Produce clear and coherent writing in which the development and organization are appropriate to task, purpose, and audience.


I chose to work backwards from this grade 4 ELA writing standard. I co-teach ELL students in grades 4 and 5, and they are usually at least two grade levels behind in ELA. If I actually want to teach a unit like this, I might have redo it for a similar grade 2 standard. Anyway, several of the assessments we use regularly in my department use grade-level standards and normative data from U.S. students, so I want to at least see what grade level looks like.

Getting a piece of writing to cohere depends on multiple independent proficiencies. We’re going to start by identifying the proficiencies the students will need to meet the standard.


3 Proficiencies:
  • Recognize and write complete sentences. Know the parts of speech needed to make a complete sentence.
  • Organize sentences into paragraphs. Recognize themes and topics in others’ writing, as well as their own.
  • Identify task, purpose, and audience in others’ writing. Be able to write in a variety of fiction and nonfiction forms. Produce writing that meets restraints/criteria according to directions.
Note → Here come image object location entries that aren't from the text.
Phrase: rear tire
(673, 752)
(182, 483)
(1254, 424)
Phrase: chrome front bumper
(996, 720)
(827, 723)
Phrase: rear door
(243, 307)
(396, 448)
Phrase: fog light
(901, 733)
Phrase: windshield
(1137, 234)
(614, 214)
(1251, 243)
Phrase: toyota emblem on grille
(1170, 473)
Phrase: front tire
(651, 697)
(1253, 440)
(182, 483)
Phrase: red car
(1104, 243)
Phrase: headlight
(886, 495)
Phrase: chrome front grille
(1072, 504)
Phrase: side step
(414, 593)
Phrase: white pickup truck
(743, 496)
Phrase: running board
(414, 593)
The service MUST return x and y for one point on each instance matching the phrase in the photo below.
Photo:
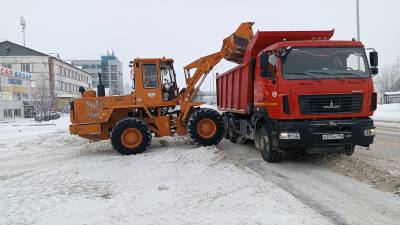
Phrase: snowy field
(50, 177)
(388, 112)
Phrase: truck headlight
(289, 135)
(369, 132)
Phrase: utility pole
(22, 22)
(358, 27)
(358, 19)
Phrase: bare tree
(43, 98)
(389, 79)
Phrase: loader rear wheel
(205, 127)
(130, 136)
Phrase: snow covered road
(348, 190)
(50, 177)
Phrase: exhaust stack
(100, 88)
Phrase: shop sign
(9, 72)
(14, 81)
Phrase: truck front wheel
(265, 146)
(205, 127)
(130, 136)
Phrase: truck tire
(130, 136)
(233, 136)
(226, 116)
(351, 151)
(206, 127)
(265, 146)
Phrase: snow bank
(388, 112)
(51, 177)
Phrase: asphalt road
(360, 189)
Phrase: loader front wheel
(205, 127)
(130, 136)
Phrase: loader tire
(130, 136)
(265, 146)
(206, 127)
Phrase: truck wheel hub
(131, 137)
(206, 128)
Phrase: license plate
(332, 136)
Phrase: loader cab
(154, 80)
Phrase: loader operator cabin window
(324, 63)
(168, 79)
(150, 75)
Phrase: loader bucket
(235, 44)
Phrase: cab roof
(264, 39)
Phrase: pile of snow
(388, 112)
(50, 177)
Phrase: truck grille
(329, 104)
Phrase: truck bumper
(312, 135)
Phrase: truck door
(265, 93)
(151, 84)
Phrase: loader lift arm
(233, 49)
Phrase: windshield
(324, 63)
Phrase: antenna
(22, 22)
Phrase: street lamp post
(358, 19)
(22, 22)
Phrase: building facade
(62, 78)
(14, 93)
(110, 69)
(90, 66)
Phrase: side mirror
(264, 61)
(374, 70)
(266, 74)
(373, 59)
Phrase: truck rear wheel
(205, 127)
(130, 136)
(265, 146)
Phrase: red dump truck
(300, 91)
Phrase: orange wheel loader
(156, 105)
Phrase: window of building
(17, 112)
(25, 67)
(113, 76)
(17, 96)
(8, 50)
(7, 96)
(6, 65)
(149, 74)
(8, 113)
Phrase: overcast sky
(186, 30)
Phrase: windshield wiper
(323, 72)
(348, 73)
(299, 73)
Next, some assessments that will help us determine student development in these proficiencies.


3 Assessments:
  • First stating their purpose, audience, topic, and theme, students will write and edit a multi-paragraph essay  on space.
  • Peer-edit a classmate’s paper for grammar, mechanics, and paragraph structure.
  • Respond to a fiction or nonfiction text in a journal entry that includes an argument for author’s purpose, intended audience, and possible theme.
Finally, 3 learning experiences that will help students develop the proficiencies.


3 learning experiences:

  • Read texts that represent a variety of purposes and intended audiences: letters, poems, essays, information reports, editorials, speeches, and others.
  • Diagram sentences, learning to distinguish parts of speech. Review with grammar games.
  • Create a poster, glog, or presentation that examines a theme in literature or collects writing around a theme.

This is just for starters. Many more activities and assessments would go into such a unit, and teaching fourth graders to write up to the standard would probably take a lot longer than one unit, at least based on my experience. I wonder if a standard like this could be broken up and peppered throughout ELA and science, and social studies unit all year, assessments included, so that students have met the standard by the end of the year?